Desde que confirmou o primeiro caso de varíola dos macacos, no dia 9 de junho, o Brasil já tem mais de 1,3 mil pessoas contaminadas. Entre elas há pelo menos três crianças, fatia da população que mais têm chances de ter quadros graves. Nessa lista estão também grávidas e pacientes com imunidade comprometida. Além disso, o país registrou uma das oito mortes contabilizadas em todo o planeta por causa da doença até agora. 

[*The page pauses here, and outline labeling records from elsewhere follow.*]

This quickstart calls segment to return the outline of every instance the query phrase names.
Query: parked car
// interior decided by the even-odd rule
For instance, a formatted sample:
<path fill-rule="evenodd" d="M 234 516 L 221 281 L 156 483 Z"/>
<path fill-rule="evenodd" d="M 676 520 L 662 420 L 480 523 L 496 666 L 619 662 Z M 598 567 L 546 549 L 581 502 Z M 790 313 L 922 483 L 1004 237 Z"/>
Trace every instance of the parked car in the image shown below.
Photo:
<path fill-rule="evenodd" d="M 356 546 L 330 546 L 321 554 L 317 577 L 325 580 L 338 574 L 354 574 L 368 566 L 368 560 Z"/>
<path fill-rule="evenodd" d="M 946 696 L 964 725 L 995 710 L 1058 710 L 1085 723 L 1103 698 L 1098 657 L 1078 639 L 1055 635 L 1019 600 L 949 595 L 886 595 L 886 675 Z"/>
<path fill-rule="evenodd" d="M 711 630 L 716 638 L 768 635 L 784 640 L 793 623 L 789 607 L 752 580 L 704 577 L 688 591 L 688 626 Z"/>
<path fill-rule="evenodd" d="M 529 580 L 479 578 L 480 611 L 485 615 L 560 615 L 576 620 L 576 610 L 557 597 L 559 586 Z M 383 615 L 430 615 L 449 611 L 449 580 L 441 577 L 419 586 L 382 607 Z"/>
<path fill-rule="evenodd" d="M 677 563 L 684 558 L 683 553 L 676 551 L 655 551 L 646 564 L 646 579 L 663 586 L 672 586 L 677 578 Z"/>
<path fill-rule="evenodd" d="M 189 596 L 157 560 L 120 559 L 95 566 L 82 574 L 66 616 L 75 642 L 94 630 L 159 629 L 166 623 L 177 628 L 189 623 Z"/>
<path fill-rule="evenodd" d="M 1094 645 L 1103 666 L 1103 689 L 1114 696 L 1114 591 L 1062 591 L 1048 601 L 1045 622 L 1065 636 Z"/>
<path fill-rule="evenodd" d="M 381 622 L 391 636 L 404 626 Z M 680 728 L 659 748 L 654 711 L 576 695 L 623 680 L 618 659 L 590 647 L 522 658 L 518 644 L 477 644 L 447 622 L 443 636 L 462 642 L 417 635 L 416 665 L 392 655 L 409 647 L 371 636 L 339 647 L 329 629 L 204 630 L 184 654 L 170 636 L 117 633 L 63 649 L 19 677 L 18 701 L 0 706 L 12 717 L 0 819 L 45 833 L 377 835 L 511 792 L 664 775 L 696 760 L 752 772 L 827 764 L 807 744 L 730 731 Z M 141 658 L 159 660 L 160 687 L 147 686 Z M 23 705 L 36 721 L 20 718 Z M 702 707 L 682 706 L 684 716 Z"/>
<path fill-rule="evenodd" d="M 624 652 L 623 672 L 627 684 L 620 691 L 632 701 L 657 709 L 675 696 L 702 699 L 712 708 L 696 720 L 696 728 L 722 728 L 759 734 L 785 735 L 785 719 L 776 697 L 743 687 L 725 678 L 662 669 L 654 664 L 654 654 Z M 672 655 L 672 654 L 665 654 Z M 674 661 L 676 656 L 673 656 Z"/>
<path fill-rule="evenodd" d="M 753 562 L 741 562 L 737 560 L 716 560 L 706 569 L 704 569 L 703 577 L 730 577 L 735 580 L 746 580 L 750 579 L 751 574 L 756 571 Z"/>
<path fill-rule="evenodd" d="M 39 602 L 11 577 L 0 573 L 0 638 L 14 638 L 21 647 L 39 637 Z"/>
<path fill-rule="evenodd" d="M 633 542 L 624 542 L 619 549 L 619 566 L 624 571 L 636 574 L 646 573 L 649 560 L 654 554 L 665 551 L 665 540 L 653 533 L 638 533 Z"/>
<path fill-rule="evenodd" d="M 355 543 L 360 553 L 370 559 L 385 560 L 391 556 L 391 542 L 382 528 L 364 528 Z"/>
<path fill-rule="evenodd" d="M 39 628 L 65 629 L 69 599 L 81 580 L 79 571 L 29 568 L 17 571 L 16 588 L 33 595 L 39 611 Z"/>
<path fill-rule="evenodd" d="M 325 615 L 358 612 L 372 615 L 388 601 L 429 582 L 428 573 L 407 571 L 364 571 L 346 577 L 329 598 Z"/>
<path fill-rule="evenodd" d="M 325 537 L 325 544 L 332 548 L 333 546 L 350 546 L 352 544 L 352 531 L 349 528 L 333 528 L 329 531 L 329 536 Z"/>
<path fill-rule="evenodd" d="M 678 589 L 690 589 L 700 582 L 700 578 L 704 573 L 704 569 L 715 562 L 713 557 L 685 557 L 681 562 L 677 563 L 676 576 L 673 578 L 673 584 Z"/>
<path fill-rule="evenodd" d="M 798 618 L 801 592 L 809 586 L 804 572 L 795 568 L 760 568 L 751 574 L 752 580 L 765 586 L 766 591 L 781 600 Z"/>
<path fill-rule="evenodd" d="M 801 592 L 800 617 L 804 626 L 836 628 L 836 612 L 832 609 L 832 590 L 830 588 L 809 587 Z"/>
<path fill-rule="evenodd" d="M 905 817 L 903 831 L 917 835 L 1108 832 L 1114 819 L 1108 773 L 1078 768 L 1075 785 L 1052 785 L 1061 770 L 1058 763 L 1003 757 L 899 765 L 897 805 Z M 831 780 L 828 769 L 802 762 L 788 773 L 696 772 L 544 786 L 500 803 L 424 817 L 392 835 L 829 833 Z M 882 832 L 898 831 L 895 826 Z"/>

O epidemiologista Jesem Orellana, um dos autores do artigo, alerta que a situação é preocupante. Segundo ele, que atua na Fiocruz Amazônia, o fato de o país ter o registro de um dos óbitos globais é simbólico e resultado da inação do governo federal. Ele pondera que, a falta de resposta do governo federal seria mais condizente com a realidade do início do século 20 “quando não tinha uma consolidação do conhecimento científico e as estratégias para enfrentar o problema ainda eram muito precárias e estavam em fase desenvolvimento”.

“Agora, não podemos ver o Brasil do século 21, uma das maiores economias do planeta, um dos maiores países do planeta, mais uma vez, repetir os erros que cometemos durante a pandemia da covid-19, com a monkeypox.”

O artigo publicado pela Abrasco lista uma série de medidas consideradas “urgentes e imprescindíveis”. A primeira delas é básica, a definição de protocolos clínicos e diretrizes terapêuticas na rede de atenção à saúde.

Em outras palavras, é preciso estabelecer uma maneira padrão de recebimento, acolhimento e atendimento de pacientes com a doença. Nem isso foi definido. Também falta um sistema com informações unificadas sobre novos casos e suspeitas, que traga detalhes clínicos, sociais e demográficos. 

Para conseguir uma resposta adequada, o texto menciona a necessidade de ampliação de recursos. As medidas contra a emergência da varíola dos macacos esbarram no desmonte estrutural do Sistema Único de Saúde.

Jessem Orellana lembra que, há cerca de um mês, a Secretária de Vigilância em Saúde do Ministério da Saúde desarticulou a sala de situação que tratava do tema. O espaço serviria para treinar técnicos e técnicas, orientar secretarias municipais e estaduais de saúde e abrir dialogo com cientistas.

“Tem um conceito que é fundamental para o enfrentamento de emergências de saúde, que é o conceito da oportunidade. Se você não atua de forma oportuna, de maneira a se antecipar, acaba caindo nessa situação evitável do espalhamento viral”, explica ele.

Outro problema enfrentado pelo Brasil é a centralização dos laboratórios de testagem, “Nós estamos treinando países e fazendo propaganda das ações do governo federal para o diagnóstico da monkeypox referência na América de Sul. No entanto, até hoje, o Brasil continua centralizando o diagnóstico em apenas quatro cidades de um total aproximado de 6 mil municípios que temos nesse país com dimensões continentais”, afirma Orellana.

Prevenção e cuidados

Causada por um vírus pertencente ao gênero ortopoxvírus da família poxviridae, a varíola dos macacos tem semelhanças com a varíola humana – que causou crises sanitárias no mundo todo por séculos, até que foi controlada pela vacinação na década de 1970.

A transmissão se dá a partir do contato próximo com fluidos corporais, gotículas respiratórias e materiais contaminados, como vestimentas, toalhas e roupas de cama. O período de incubação sem sintomas costuma durar de 6 a 13 dias, mas pode chegar até 21 dias.

Entre os sinais da doença são febre, dores no corpo e na cabeça, cansaço, gânglios inchados e lesões com feridas espalhadas pela pele. Os machucados causam dores e coceira e algumas manchas podem deixar cicatrizes.

Pacientes com a confirmação da doença devem se isolar e quem esteve com essas pessoas também precisa de monitoramento. Para prevenir o contágio é preciso evitar contato próximo, como beijos, abraços e relações sexuais e compartilhamento de itens pessoais.